Indigenous rights group Aidesep told the Latin American Herald Tribune on Wednesday that the occupation had grown to 2,000 people, a significant increase from the days before.
On Tuesday, Nuevo Andoas community chief Tedy Guerra told Reuters, "Right now there are about 500 of us at the airport ... flights have stopped."
Nuevos Andoas residents occupied the airport along with other community leaders, including those from Alianza Capaguari.

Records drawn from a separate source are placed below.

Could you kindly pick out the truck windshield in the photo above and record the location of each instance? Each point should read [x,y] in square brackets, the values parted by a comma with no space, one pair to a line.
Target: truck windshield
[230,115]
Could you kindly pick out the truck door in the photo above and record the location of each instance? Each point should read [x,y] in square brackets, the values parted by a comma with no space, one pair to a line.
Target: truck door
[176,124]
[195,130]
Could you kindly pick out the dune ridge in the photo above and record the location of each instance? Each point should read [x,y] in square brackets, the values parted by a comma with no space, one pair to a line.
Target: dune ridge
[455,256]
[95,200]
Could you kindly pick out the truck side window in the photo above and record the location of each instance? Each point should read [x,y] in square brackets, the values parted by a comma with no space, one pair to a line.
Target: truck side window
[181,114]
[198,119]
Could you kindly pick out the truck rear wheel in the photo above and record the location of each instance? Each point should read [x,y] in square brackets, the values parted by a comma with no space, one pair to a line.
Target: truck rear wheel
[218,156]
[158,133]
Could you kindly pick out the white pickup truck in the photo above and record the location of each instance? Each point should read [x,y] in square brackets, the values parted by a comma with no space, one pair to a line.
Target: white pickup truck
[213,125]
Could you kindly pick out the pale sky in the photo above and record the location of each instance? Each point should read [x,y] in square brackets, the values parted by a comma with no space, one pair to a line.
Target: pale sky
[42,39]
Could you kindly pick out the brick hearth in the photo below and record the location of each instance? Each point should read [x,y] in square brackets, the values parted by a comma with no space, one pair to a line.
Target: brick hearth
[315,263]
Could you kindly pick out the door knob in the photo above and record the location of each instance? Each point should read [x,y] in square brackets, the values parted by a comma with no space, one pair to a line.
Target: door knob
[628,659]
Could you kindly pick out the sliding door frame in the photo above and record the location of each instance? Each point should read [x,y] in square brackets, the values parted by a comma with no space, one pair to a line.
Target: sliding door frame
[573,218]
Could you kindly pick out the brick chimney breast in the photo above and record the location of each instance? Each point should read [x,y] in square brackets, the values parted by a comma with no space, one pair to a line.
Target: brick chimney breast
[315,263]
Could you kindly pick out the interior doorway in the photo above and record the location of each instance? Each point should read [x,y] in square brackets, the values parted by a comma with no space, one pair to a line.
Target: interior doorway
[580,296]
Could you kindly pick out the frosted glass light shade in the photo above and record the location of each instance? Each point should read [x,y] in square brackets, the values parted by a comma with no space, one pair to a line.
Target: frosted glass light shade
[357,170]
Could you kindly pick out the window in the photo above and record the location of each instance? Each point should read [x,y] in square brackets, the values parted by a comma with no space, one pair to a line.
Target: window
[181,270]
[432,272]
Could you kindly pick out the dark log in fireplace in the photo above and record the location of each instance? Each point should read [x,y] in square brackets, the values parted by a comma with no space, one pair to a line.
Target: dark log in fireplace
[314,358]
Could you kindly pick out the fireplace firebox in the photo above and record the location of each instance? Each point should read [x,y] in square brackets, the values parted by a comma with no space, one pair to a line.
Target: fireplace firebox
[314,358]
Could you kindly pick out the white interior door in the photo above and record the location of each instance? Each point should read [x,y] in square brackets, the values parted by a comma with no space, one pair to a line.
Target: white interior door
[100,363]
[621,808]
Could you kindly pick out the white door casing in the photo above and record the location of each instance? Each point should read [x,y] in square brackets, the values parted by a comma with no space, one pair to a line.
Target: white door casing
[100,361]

Community members are calling for the government to overturn new laws regulating access to water and forest resourceslaws which they say favor Pluspetrol at the expense of vulnerable land. Both Nuevos Andoas and Alianza Capaguari are in a region that was declared to be in a state of environmental emergency in recent years due to pollution, but leaders say the emergency declarations have done nothing to mitigate the effects of the oil drilling and reserves.